US- based information technology company IBM has developed Pangea III, which is claimed to be the world’s most powerful commercial supercomputer for Total, a France-based international integrated oil and gas company.
The new IBM POWER9-based supercomputer is designed to help Total in more accurately locating new resources and better assessing the potential associated revenue opportunities.
Compared to Total’s predecessor system which uses 4.5MW, Pangea III consumes only 1.5MW.
Total said that Pangea III uses less than 10% the energy consumption per petaflop as its predecessor.
In addition, IBM has built Pangea III using the same IBM POWER9 AI-optimized, high-performance architecture, which was used in the US Department of Energy’s Summit and Sierra supercomputers.
The IBM POWER9 is optimized to take advantage of attached accelerators and is designed to help Total not only improve performance but also improve energy efficiency in their HPC workloads.
Total exploration & production president Arnaud Breuillac said: “Pangea III’s additional computing power enhances Total’s operational excellence.

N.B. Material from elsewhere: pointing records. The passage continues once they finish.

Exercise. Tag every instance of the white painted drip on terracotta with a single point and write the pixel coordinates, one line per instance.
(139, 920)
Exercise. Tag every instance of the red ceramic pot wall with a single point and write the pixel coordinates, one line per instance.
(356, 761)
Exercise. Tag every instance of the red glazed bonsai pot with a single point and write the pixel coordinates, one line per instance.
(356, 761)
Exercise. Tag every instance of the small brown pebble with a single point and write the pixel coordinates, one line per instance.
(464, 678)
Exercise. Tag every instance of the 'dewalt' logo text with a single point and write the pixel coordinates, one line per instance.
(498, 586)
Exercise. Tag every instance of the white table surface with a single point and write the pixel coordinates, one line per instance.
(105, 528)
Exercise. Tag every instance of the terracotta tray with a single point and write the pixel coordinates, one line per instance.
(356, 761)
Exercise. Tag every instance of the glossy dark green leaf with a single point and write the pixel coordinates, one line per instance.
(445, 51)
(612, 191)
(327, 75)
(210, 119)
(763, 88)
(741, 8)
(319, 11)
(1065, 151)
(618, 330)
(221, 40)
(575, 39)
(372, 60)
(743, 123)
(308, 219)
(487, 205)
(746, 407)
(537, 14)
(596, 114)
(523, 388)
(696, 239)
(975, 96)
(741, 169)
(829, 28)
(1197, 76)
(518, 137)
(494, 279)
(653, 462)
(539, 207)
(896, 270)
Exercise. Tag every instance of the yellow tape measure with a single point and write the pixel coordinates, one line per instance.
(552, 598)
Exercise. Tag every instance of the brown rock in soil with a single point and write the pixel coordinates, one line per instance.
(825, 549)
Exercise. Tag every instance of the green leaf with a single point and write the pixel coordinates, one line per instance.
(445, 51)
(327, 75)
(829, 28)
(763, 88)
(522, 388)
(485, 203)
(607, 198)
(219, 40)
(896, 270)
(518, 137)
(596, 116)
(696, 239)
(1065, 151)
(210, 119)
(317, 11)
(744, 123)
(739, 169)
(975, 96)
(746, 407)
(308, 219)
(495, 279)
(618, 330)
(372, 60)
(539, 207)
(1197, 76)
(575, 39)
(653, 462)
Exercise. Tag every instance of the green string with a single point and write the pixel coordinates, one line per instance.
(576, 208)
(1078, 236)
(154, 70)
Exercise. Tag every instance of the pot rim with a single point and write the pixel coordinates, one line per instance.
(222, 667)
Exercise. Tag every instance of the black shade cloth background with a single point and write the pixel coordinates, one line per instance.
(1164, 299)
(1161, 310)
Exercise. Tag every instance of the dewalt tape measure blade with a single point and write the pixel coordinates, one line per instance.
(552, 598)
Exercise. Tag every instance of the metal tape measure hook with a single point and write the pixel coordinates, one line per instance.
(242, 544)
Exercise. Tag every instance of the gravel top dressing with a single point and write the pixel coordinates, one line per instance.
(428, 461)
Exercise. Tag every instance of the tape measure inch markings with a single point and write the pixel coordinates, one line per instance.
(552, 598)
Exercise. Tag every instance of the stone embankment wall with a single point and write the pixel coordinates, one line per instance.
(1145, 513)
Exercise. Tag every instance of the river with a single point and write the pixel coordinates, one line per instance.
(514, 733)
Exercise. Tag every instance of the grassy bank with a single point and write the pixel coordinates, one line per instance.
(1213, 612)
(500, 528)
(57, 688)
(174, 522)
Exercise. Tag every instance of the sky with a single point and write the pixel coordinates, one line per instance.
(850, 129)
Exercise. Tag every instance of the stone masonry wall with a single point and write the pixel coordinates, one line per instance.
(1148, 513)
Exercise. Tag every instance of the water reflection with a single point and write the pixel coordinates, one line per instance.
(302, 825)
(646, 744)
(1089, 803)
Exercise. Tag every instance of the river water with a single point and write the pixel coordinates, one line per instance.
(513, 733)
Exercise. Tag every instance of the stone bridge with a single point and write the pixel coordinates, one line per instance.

“It enables Total to reduce geological risks in exploration and development, accelerate project maturation and delivery, and increases the value of our assets through optimized field operations, with all this at lower cost.”
While exploring new oil and gas prospects, Total first need to create an accurate picture of what lies underground, using seismic data acquisition during exploration campaigns, then geoscientists use the images to identify the location of oil and gas resources.
Huge amount of data is created during the process, which can be easily handled by the IBM POWER9 systems using industry-exclusive technology.
Total said that it has selected IBM in a competitive bidding process, considering its advanced approach to GPU-accelerated computing.
IBM Systems Exascale Systems vice president David Turek said: “Based on the same IBM technology found in Summit and Sierra, the world’s smartest supercomputers, Pangea III demonstrates that IBM Power Systems are not just for the large government or research organizations.
“The world’s largest businesses, like Total, are now tapping that same technology to profoundly change how they operate. It also gives them room to explore the role IBM Power Systems can play against their most data-intensive workloads like hybrid could and AI.”